Marker collaborated with cinema greats including Akira Kurosawa, Costa-Gavras and Alain Resnais over the course of a career spanning six decades in which he made over 50 films, many of them inspired by his left-wing and anti-colonial politics.
He was best-known for his 1962 short-film La Jetee (The Pier), a story of a survivor of a future war travelling back in time to relive his own death.
The highly stylised film inspired Terry Gilliam's 12 Monkeys sufficiently for Marker to be credited as one of the writers on the 1995 feature.
Marker was notorious for keeping his private life to himself, shunning interviews and refusing to be photographed.
He even teased the world by claiming he was born in Mongolia despite the fact that he actually hailed from Paris suburb Neuilly-sur-Seine. However, the friend to several famous directors of what was known as the “Left Bank Film Movement” like Alain Resnais, Agnes Varda and Henri Colpi, Marker wasn’t a misanthrope according to Costa Gavras who told French newspaper Le Monde on Monday: “He was a profoundly honest man, both politically and cinematographically.”
He worked as assistant director on Resnais’ famous Holocaust film Night and Fog.

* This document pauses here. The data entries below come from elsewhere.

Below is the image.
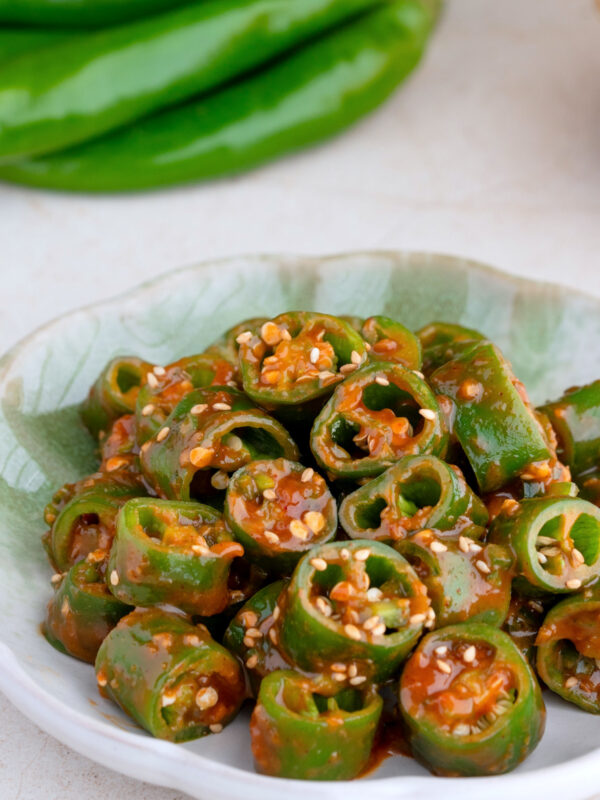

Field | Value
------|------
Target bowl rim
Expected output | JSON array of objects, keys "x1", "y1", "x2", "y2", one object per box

[{"x1": 0, "y1": 250, "x2": 600, "y2": 800}]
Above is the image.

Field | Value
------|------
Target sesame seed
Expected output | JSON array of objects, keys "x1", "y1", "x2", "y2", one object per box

[
  {"x1": 429, "y1": 539, "x2": 448, "y2": 553},
  {"x1": 463, "y1": 644, "x2": 477, "y2": 664},
  {"x1": 290, "y1": 519, "x2": 308, "y2": 542},
  {"x1": 156, "y1": 426, "x2": 171, "y2": 442},
  {"x1": 190, "y1": 447, "x2": 215, "y2": 469},
  {"x1": 344, "y1": 624, "x2": 361, "y2": 642}
]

Resnais has described Marker as "the prototype of the 21st century man".
Marker certainly wasn’t shy with his art. He worked as a journalist and a critic for famed French film magazine Les Cahiers du Cinéma. His first film was Olympia 52, a documentary about the 1952 Helsinki Olympics. His 1961 title Si Cuba was banned in the US since it supported Fidel Castro and criticized America.